The above is some close-to-the-goal action between the goalie and offensive player of opposing teams. Similarly to soccer, the goalie in hockey can touch the puck with more of their body than can the average player, at least when they are right near the goal (which they usually but not always are)

The functions

NHL_records <- function(team_or_id = NULL, specifier = NULL){
## start with the URL that begins every API call
base_url <- "https://records.nhl.com/site/api"
## if the user inputs "franchise," append the base URL with the /franchise modifier to return the full historical dataset of team names
  if(identical(team_or_id, "franchise")){
    base_url <- paste0(base_url, "/franchise")
  }
  if(identical(team_or_id, "stats")){
    base_url <- paste0(base_url, "/franchise-team-totals")
  }
  ## mapping all of the team names to their respective franchise ID numbers
  if(identical(team_or_id, "New Jersey Devils")){
    team_or_id <- 23
  }
  if(identical(team_or_id, "New York Islanders")){
    team_or_id <- 22
  }
  if(identical(team_or_id, "New York Rangers")){
    team_or_id <- 10
  }
  if(identical(team_or_id, "Philadelphia Flyers")){
    team_or_id <- 16
  }
  if(identical(team_or_id, "Pittsburgh Penguins")){
    team_or_id <- 17
  }
  if(identical(team_or_id, "Boston Bruins")){
    team_or_id <- 6
  }
  if(identical(team_or_id, "Buffalo Sabres")){
    team_or_id <- 19
  }
  if(identical(team_or_id, "Montreal Canadiens")){
    team_or_id <- 1
  }
  if(identical(team_or_id, "Ottawa Senators")){
    team_or_id <- 30
  }
  if(identical(team_or_id, "Toronto Maple Leafs")){
    team_or_id <- 5
  }
  if(identical(team_or_id, "Carolina Hurricanes")){
    team_or_id <- 26
  }
  if(identical(team_or_id, "Florida Panthers")){
    team_or_id <- 33
  }
  if(identical(team_or_id, "Tampa Bay Lightning")){
    team_or_id <- 31
  }
  if(identical(team_or_id, "Washington Capitals")){
    team_or_id <- 24
  }
  if(identical(team_or_id, "Chicago Blackhawks")){
    team_or_id <- 11
  }
  if(identical(team_or_id, "Detroit Redwings")){
    team_or_id <- 12
  }
  if(identical(team_or_id, "Nashville Predators")){
    team_or_id <- 34
  }
  if(identical(team_or_id, "St.

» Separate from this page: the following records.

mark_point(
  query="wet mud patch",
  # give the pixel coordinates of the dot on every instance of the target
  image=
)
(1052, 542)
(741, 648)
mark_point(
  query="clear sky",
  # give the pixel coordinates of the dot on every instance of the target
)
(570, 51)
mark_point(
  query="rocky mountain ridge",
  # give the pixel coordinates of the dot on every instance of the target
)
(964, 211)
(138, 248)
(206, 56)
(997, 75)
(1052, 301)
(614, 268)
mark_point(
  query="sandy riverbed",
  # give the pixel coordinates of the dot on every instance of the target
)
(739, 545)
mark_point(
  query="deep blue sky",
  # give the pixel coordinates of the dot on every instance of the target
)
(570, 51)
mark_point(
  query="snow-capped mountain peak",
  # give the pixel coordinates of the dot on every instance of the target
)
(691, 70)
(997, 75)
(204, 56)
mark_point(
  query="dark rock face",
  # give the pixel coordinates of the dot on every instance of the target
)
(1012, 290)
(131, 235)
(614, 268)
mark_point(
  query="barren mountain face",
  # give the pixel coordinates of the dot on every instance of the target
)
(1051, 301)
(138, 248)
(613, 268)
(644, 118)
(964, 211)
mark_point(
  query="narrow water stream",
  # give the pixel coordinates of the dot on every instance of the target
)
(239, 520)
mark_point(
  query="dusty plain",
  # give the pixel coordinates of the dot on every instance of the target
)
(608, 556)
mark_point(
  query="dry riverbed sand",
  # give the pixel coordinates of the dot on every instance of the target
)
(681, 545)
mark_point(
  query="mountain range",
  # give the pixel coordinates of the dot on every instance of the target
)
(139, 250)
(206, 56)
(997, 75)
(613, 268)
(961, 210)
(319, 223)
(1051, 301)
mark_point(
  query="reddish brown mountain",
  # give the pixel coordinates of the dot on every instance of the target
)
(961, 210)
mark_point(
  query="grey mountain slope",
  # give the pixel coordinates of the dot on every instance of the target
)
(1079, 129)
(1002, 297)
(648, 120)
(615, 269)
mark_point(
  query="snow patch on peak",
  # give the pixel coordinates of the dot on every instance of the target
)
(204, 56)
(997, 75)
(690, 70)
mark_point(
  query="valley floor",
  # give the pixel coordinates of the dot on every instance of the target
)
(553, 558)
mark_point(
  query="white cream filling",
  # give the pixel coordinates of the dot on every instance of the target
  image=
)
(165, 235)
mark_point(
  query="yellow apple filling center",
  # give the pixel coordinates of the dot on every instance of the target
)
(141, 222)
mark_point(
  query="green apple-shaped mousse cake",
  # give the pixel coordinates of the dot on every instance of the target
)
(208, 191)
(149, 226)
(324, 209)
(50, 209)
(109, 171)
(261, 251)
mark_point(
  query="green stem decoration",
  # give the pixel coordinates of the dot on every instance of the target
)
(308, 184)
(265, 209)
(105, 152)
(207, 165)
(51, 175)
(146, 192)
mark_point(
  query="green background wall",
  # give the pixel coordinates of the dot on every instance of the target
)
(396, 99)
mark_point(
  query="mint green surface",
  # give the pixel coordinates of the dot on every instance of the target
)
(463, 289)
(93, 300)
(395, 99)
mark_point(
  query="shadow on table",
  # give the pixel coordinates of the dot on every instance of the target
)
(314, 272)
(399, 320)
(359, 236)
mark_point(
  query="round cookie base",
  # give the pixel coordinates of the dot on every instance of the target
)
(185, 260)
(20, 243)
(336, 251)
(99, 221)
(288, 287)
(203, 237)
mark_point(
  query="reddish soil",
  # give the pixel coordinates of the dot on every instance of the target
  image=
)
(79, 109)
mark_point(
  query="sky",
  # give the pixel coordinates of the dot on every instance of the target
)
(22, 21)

Lious Blues")){
    team_or_id <- 18
  }
  if(identical(team_or_id, "Calgary Flames")){
    team_or_id <- 21
  }
  if(identical(team_or_id, "Colorado Avalanche")){
    team_or_id <- 27
  }
  if(identical(team_or_id, "Edmonton Oilers")){
    team_or_id <- 25
  }
  if(identical(team_or_id, "Vancouver Canucks")){
    team_or_id <- 20
  }
  if(identical(team_or_id, "Anaheim Ducks")){
    team_or_id <- 32
  }
  if(identical(team_or_id, "Dallas Stars")){
    team_or_id <- 15
  }
  if(identical(team_or_id, "Los Angeles Kings")){
    team_or_id <- 14
  }
  if(identical(team_or_id, "San Jose Sharks")){
    team_or_id <- 29
  }
  if(identical(team_or_id, "Columbus Blue Jackets")){
    team_or_id <- 36
  }
  if(identical(team_or_id, "Minnesota Wild")){
    team_or_id <- 37
  }
  if(identical(team_or_id, "Winnipeg Jets")){
    team_or_id <- 35
  }
  if(identical(team_or_id, "Arizona Coyotes")){
    team_or_id <- 28
  }
  if(identical(team_or_id, "Vegas Golden Knights")){
    team_or_id <- 38
  }
  if(identical(team_or_id, "Seattle Kraken")){
    team_or_id <- 39
  }

##if the user only enters a number or team name
  if(is.numeric(team_or_id) && is.na(specifier)){
    base_url <- paste0(base_url, "/franchise-season-records?cayenneExp=franchiseId=", team_or_id)
  } 
## the user specifies goalie and skater records
  if(is.numeric(team_or_id) && identical(specifier, "goalie")){
    base_url <- paste0(base_url, "/franchise-goalie-records?cayenneExp=franchiseId=", team_or_id)
  }
  if(is.numeric(team_or_id) && identical(specifier, "skater")){
    base_url <- paste0(base_url, "/franchise-skater-records?cayenneExp=franchiseId=", team_or_id)
  }
#the user says admin to see retired numbers, etc.
  if(is.numeric(team_or_id) && identical(specifier, "admin")){
    base_url <- paste0(base_url, "/franchise-detail?cayenneExp=mostRecentTeamId=", team_or_id)
  }

  
## if the user puts in a word other than those specified above, return a message telling the user it was a bad input
## 
  #Make the API call and get the data into a nice form
  data_1 <- GET(base_url)
  data_2 <- content(data_1, "text", encoding = "UTF-8")
  data_3 <- fromJSON(data_2, flatten = TRUE)
  data_4 <- as.data.frame(data_3)
  data_5 <- tibble(data_4)
  return(data_5)
}

Similarly for this NHL stats API, one can simply put in the team ID to get a break down of a particular teams season stats. These stats are for the current season.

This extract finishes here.